Most real estate markets use a narrower definition of square footage, excluding such common areas. Henderson Land said the price per square foot of usable area, a more common international measure, was about 88,000 Hong Kong dollars, or $11,350.
The apartment building has its own ballroom, outdoor swimming pool, fitness center and outdoor yoga area. Another unit on the same floor just sold for 397 million Hong Kong dollars.
Last month, a local businessman bought a one-bedroom apartment of 816 square feet at a luxury development across the harbor in Kowloon for 24.5 million dollars.
Hong Kong’s real estate market is unusual because the local government owns virtually all of the land and leases it to developers for periods of as long as 99 years. Each lease contains strict zoning rules governing the square footage of the building that may be erected, how the building may be used and other uses; changes to the lease typically require lengthy negotiations with the government, as well as very large payments.
Hong Kong has more than 1,000 old industrial buildings left from its days as a manufacturing hub before almost all of the factories moved across the border to mainland China in the 1980s and 1990s to take advantage of low-cost labor.
Because of a strict requirement that they be used by manufacturing companies, many of the buildings are vacant or serve as warehouses for manufacturers across the border even though the buildings occupy prime locations.
Mr. Tsang said Wednesday that his government planned to start allowing the conversion or redevelopment of these buildings, which have a combined floor area of 87 Empire State Buildings, or 17 million square meters, into commercial real estate.
Property values are a subject of almost daily speculation in Hong Kong, where half of residents own their homes and most of the rest live in subsidized or government-owned housing. Mr. Tsang pointedly avoided any suggestion that the buildings would be turned into residential real estate.
His predecessor, Tung Chee-hwa, tried to address Hong Kong’s chronic housing shortage and high prices by increasing leases to developers so as to increase the supply of apartments. The effort got under way just as the Asian financial crisis hit in 1997 and 1998 and contributed to a 68 percent plunge in residential real estate prices from 1997 until a trough in the early summer of 2003, near the end of an outbreak of severe acute respiratory syndrome, or SARS.

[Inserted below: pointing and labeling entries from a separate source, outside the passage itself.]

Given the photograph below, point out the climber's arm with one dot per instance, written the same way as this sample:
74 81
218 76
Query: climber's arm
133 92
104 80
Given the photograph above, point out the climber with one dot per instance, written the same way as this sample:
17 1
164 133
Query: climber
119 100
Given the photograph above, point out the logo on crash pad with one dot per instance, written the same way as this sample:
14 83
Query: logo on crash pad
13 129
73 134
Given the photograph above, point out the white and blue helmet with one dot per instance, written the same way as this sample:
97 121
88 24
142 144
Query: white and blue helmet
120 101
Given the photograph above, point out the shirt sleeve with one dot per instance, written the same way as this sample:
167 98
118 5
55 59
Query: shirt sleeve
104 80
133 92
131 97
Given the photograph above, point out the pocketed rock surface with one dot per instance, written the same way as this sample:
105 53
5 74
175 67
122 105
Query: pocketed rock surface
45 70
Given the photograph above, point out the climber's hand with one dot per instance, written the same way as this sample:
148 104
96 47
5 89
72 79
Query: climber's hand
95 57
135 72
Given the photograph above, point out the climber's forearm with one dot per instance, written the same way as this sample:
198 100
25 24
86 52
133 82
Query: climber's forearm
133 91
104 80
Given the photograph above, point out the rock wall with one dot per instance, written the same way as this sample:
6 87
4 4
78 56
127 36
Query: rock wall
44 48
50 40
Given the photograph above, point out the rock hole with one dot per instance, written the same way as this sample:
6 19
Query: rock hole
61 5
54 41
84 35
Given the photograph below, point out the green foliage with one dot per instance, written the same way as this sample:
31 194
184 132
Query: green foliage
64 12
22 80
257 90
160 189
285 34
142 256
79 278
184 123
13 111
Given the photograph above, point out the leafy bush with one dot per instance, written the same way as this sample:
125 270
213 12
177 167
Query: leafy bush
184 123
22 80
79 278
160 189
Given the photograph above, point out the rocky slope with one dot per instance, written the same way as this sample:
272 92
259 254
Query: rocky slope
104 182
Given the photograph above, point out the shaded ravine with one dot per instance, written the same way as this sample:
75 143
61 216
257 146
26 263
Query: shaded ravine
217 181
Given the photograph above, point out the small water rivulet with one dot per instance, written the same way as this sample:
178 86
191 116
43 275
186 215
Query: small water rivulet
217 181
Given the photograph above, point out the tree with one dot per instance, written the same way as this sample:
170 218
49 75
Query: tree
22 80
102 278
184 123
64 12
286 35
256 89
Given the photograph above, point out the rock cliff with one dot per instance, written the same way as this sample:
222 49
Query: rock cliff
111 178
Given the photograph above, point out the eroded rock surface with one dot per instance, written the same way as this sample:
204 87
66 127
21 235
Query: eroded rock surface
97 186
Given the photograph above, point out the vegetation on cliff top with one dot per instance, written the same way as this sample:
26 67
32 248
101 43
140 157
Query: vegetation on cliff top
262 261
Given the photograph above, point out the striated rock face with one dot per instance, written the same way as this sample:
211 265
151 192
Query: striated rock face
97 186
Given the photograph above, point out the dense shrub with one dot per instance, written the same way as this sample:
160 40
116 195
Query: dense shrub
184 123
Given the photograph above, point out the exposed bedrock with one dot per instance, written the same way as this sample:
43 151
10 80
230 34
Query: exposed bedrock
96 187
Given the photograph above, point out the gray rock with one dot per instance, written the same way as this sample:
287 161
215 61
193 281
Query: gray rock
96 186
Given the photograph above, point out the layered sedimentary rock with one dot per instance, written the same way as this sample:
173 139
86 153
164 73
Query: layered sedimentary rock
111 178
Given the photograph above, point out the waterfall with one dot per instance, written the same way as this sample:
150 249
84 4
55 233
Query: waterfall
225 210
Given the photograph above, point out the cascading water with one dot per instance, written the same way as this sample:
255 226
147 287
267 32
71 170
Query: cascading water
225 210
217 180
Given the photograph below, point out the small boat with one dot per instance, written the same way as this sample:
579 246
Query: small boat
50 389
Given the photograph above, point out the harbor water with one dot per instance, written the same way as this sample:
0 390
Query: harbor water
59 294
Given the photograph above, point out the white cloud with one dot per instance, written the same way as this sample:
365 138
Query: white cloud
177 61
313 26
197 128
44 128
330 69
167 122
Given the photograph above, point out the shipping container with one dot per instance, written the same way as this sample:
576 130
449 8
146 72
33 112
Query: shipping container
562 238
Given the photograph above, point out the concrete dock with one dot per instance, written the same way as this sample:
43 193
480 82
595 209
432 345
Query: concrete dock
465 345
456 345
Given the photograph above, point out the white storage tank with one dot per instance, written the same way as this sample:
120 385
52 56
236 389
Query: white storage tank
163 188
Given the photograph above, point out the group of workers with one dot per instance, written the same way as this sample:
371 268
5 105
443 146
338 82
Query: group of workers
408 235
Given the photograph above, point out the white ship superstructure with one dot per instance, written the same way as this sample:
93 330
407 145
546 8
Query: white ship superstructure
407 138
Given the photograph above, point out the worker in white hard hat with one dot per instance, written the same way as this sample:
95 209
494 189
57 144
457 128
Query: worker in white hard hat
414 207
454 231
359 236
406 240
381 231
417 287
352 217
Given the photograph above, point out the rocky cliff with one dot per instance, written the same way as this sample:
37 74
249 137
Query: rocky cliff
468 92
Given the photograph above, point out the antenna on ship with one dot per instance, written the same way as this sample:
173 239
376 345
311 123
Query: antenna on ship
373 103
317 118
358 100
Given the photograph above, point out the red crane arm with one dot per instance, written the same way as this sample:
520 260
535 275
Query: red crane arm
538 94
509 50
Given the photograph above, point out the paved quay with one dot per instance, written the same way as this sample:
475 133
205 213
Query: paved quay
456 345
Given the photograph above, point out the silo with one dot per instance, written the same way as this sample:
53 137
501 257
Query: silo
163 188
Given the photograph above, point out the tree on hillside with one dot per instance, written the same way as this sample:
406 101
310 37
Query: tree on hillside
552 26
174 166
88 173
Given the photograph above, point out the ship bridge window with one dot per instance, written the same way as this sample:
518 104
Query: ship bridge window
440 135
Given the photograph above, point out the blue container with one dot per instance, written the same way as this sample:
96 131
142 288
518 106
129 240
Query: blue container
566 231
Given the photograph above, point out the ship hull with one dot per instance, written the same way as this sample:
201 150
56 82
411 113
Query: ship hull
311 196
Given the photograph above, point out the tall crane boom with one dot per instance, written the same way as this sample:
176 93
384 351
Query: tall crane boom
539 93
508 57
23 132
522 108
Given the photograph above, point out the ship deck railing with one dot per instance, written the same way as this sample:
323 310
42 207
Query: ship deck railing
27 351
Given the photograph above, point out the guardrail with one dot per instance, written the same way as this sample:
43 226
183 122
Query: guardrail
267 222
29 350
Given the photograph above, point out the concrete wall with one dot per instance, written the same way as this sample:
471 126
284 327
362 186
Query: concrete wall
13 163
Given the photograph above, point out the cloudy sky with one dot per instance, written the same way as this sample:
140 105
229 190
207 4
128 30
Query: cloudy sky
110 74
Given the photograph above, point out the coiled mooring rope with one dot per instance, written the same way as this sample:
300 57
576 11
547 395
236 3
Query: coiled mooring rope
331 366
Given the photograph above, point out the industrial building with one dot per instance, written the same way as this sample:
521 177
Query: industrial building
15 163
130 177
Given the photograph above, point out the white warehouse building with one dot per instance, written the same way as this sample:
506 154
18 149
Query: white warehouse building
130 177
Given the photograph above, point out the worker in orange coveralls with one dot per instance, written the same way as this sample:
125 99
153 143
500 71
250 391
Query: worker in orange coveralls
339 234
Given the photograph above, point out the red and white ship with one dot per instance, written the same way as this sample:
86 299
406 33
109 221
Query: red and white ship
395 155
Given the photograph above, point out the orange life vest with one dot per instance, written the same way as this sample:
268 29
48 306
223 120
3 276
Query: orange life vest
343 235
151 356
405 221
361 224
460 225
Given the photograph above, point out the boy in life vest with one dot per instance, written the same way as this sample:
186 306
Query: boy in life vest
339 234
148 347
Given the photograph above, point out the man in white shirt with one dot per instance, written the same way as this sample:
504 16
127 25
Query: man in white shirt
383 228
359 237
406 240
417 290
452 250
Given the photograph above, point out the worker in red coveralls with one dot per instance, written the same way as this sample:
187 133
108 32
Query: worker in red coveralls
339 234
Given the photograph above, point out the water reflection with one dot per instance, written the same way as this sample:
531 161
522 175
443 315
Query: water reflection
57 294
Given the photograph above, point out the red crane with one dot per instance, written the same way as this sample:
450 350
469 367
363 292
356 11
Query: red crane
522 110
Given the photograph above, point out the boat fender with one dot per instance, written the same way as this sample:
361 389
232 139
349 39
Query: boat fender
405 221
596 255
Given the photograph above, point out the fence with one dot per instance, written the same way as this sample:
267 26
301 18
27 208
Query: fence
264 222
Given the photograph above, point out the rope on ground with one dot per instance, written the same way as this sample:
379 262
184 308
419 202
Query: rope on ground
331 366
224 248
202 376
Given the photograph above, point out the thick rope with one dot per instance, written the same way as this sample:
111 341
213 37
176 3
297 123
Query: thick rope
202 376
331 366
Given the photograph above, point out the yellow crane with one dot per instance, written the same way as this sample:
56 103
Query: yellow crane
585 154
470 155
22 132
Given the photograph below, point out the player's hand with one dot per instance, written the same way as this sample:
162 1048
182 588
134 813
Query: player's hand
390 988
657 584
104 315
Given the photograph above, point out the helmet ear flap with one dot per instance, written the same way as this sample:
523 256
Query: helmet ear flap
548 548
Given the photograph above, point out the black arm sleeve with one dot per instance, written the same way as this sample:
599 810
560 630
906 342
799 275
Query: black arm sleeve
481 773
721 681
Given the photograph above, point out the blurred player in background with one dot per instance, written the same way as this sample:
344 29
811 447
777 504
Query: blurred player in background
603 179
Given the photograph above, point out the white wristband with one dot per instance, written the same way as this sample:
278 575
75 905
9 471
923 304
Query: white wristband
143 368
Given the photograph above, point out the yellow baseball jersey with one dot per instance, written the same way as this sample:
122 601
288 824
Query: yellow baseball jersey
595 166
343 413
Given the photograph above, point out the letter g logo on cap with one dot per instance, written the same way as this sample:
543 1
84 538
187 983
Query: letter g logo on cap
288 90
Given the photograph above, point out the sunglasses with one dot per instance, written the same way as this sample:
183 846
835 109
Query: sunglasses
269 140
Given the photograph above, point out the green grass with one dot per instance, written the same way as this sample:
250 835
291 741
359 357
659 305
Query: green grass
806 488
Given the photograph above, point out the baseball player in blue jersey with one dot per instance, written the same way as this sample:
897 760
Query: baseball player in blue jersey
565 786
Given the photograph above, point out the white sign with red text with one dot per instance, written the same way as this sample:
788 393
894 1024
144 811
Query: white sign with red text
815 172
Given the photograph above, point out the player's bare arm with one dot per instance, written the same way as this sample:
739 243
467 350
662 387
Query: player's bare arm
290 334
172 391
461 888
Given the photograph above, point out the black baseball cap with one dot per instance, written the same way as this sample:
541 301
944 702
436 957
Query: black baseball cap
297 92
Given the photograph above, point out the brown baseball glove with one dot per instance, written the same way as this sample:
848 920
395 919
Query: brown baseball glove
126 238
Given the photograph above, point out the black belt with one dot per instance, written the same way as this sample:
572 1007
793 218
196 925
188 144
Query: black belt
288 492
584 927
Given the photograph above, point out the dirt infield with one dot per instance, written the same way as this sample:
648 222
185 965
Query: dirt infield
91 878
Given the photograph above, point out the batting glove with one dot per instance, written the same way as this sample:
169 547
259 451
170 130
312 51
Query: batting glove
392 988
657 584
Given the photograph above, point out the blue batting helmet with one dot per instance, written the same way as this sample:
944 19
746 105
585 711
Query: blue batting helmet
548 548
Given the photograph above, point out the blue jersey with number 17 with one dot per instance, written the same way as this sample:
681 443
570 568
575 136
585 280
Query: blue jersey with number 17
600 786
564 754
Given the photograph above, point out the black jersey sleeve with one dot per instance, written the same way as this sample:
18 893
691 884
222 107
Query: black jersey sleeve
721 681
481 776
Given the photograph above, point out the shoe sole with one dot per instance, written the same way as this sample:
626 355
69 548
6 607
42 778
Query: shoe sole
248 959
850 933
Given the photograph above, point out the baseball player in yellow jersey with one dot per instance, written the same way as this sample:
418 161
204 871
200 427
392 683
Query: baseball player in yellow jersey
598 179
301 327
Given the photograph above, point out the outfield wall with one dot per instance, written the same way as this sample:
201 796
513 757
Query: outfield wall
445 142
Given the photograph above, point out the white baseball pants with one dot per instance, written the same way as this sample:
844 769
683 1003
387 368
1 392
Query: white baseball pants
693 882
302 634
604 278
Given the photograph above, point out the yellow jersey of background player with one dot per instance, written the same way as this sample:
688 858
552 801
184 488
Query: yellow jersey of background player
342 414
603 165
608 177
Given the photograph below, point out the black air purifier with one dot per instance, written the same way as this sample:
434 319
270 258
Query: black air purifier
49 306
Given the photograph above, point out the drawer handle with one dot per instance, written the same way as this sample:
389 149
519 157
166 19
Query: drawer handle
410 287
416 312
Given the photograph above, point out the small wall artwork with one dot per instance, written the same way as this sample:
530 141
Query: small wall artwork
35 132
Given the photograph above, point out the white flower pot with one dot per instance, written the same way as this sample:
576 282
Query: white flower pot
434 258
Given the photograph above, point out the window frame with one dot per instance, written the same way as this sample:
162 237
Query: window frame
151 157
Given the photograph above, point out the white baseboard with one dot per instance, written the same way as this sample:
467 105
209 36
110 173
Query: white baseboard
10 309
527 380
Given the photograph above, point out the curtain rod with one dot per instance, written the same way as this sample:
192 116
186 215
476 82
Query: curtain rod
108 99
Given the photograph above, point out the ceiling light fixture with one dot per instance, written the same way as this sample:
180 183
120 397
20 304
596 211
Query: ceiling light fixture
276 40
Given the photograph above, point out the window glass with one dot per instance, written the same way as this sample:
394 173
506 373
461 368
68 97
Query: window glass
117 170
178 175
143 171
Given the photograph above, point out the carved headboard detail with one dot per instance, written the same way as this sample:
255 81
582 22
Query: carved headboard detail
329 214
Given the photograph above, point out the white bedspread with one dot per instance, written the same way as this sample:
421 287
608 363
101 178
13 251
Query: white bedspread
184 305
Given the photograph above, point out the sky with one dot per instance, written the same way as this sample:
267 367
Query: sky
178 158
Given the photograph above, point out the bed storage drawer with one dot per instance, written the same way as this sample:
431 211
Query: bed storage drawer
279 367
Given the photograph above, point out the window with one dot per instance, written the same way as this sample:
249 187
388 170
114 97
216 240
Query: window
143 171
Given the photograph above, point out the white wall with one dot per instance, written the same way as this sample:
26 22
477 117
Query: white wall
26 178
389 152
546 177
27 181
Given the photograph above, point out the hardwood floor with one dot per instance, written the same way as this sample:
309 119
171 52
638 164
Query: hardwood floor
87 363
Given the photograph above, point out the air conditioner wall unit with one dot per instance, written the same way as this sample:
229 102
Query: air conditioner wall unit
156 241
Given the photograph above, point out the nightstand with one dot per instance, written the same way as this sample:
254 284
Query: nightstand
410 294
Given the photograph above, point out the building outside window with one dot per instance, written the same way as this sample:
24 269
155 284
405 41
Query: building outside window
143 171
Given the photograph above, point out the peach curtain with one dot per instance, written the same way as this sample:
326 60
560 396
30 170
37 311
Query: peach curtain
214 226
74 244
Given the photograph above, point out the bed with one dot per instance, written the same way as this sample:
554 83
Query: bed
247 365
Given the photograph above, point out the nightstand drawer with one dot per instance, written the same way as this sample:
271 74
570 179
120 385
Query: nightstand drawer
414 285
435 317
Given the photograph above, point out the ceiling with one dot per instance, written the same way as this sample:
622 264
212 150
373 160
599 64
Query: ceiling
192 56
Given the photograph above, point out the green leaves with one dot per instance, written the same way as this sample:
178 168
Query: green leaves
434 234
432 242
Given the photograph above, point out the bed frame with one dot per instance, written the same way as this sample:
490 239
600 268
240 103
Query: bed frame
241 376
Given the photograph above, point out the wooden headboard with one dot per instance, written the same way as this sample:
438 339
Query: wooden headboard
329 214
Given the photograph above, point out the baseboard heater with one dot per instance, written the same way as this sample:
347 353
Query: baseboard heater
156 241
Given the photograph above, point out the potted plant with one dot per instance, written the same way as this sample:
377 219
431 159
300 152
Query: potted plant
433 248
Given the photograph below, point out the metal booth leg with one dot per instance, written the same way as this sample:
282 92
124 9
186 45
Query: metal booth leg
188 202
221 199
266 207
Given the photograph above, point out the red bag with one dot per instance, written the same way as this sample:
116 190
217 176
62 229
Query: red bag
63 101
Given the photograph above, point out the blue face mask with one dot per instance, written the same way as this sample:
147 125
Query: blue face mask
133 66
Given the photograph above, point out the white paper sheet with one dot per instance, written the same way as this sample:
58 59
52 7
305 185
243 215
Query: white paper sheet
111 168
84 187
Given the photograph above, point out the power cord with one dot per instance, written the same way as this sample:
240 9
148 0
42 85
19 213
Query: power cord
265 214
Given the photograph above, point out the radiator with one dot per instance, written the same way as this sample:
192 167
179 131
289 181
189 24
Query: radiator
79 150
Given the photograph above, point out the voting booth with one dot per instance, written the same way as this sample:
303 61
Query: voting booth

Lau Siu Kai, the head of the central policy unit of the Hong Kong government, said at a news conference with foreign correspondents Wednesday that the government particularly wanted to use the nearly vacant industrial buildings to house companies from six industries that Hong Kong was trying to develop: education services, medical services, testing and certification, environmental industries, innovation and technology, and cultural and creative industries.
Some economists warn that if U.S. interest rates start to rise, real estate buyers in Hong Kong could be severely squeezed. Virtually all mortgages in Hong Kong are issued at floating rates pegged to banks’ prime rates, with no lock on the interest rate even in the first weeks of the mortgage.
Still, the record price set Wednesday is not likely to last long. The latest deal was for an apartment on the second-highest floor at 39 Conduit Road; the penthouse has yet to go on sale, with Henderson Land expecting to price it at 100,000 Hong Kong dollars per square foot, or $12,900.